Accountants Costing Clients Billions

As someone who is looking to work with his first accountant in the near future and founder of a new Tax Blog, I came across some interesting reading the other day:

A report published a few days ago indicates that beleaguered small businesses are facing further woes due to inept accounting. 

The report is called “Your blueprint for a better accountancy practice” and it’s published by The Accountants Club, an association of over 700 UK based accountants -it found that this ineptitude is losing UK businesses a staggering £1.8billion.

The report will make very uncomfortable reading for the profession, its clients and regulators highlighting that accountants are making mistakes on almost half of their clients’ affairs.  

Alarmingly, many of the errors constituted “major” mistakes – for example, allocation of illegal dividends, lack of inheritance tax planning, not reviewing tax credit eligibility, not considering incorporation, capital allowances not claimed properly and not claiming R&D tax credits.

At a time when small businesses are struggling to get funding from banks, poor advice from their accountants in these areas could mean businesses having to close.

According to one of the reports’ authors, Mark Wickersham FCA:

“Large parts of the accountancy profession are costing clients a huge £1.8 billion in poor advice.

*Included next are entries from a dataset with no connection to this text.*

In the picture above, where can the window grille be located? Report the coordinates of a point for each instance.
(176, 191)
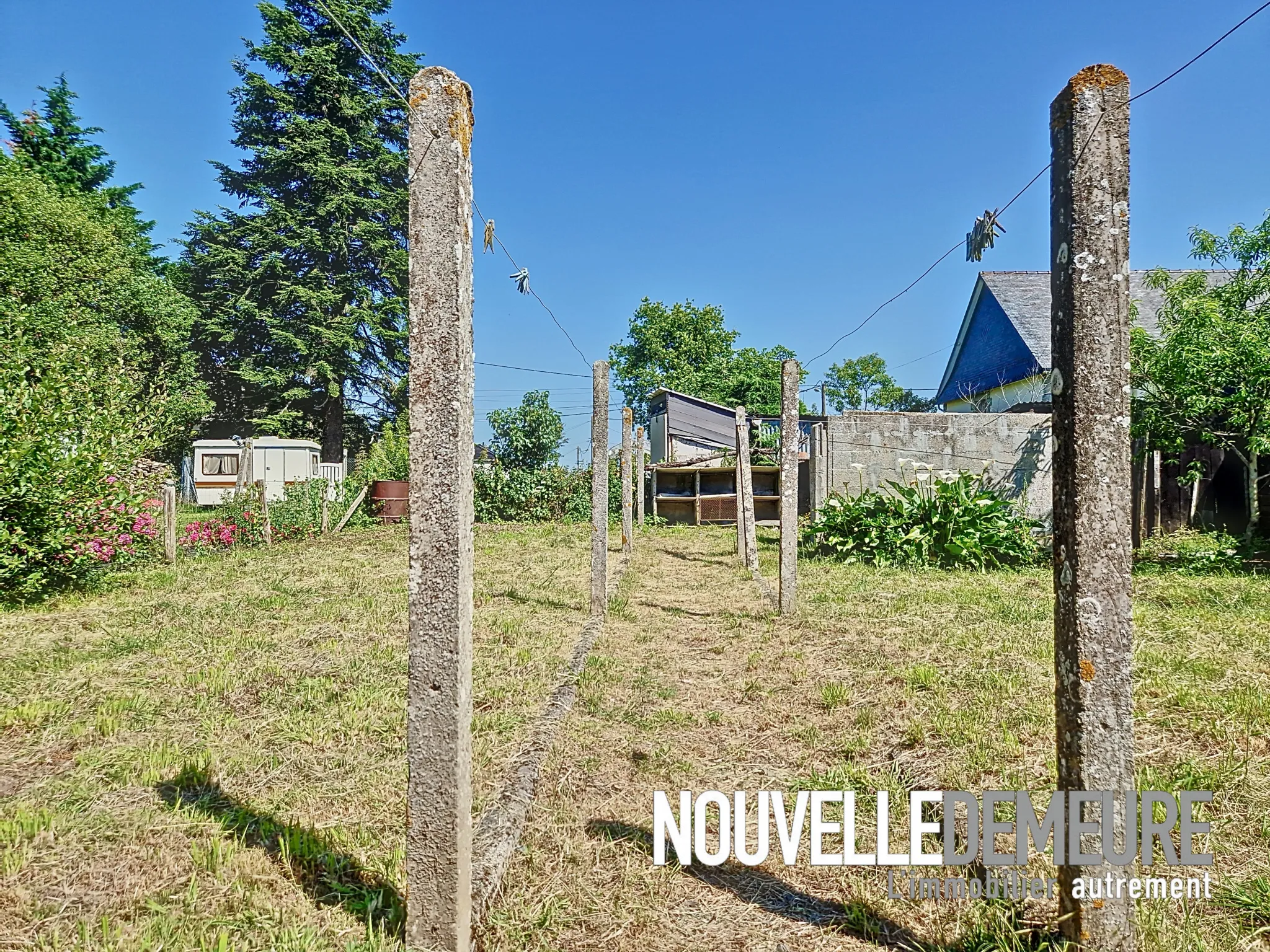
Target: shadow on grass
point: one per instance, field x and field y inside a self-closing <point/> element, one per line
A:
<point x="323" y="871"/>
<point x="996" y="933"/>
<point x="686" y="558"/>
<point x="516" y="596"/>
<point x="771" y="894"/>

The entire profession has to sit up and do something about this as a matter of urgency.”

Thankfully, some accountancy firms are already giving a much better service to their clients. The report reveals that the UK has a ‘two track accountancy profession’, where 27% of practicing firms are ‘Stars’ and 73% are ‘Laggards’. Explaining the findings, another of the report’s authors Steve Pipe FCA said:

“Our research indicated that the ‘Stars’ grow at 20% or more a year. But, for the ‘Laggard’ firms and their clients, the picture is very different and very much worse, with widespread under-performance and under-achievement. The good news, though, is that by identifying what makes the Stars so successful, the research provides a blueprint for other firms that want to replicate their success.”

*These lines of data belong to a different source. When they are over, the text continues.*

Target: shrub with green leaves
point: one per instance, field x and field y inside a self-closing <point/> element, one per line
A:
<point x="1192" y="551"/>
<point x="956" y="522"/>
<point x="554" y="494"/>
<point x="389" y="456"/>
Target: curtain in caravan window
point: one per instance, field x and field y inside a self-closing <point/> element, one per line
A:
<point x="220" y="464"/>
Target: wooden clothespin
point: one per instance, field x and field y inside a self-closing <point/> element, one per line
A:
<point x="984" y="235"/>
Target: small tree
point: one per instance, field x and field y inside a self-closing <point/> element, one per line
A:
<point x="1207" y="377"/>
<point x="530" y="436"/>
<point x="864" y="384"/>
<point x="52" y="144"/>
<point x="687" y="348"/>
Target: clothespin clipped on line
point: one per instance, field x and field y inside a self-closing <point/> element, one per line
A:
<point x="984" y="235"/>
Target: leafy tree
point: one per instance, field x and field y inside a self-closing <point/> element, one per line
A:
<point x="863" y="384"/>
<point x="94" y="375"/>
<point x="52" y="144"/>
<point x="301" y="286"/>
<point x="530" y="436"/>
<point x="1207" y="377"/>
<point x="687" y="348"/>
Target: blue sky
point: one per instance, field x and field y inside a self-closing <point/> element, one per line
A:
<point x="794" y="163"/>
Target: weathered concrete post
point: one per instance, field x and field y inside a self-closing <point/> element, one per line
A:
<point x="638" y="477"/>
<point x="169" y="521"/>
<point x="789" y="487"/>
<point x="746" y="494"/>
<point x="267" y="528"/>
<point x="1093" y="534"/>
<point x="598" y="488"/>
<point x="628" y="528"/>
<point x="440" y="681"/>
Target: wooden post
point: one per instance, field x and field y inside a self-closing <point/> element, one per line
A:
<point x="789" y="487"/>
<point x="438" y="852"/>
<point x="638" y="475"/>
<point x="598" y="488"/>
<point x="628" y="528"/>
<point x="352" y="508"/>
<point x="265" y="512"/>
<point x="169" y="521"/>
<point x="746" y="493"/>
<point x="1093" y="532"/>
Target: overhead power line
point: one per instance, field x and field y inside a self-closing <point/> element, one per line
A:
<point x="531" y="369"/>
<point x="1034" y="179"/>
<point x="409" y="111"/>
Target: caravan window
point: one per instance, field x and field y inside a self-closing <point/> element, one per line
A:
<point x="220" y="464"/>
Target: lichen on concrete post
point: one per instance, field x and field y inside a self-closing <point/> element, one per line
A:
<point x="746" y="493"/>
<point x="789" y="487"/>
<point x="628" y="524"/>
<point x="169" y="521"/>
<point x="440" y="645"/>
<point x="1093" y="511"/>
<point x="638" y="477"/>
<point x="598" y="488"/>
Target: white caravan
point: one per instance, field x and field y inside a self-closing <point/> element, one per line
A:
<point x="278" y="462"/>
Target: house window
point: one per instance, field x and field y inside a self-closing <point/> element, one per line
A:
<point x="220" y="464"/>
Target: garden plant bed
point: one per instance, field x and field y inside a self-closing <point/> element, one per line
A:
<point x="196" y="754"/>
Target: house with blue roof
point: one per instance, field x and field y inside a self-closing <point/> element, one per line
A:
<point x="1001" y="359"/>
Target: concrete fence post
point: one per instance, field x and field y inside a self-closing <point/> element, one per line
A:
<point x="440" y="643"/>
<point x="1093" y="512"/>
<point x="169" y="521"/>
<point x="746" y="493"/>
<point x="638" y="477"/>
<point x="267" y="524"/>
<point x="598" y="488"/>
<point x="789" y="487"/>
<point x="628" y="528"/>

Another key finding is that Star firms also seem to be much better at spotting the mistakes made by other accountants. Therefore, the research suggests that if all accountants followed in the proven footsteps of the Stars, clients would no longer have to suffer the £1.8 billion of unnecessary losses and costs that appear to be inflicted on over 40% of businesses as a result of the mistakes made by their accountants.

An overview of the report’s findings and the full report itself are available from the Accountants Club at www.myaccountantsclub.co.uk/shop.aspx.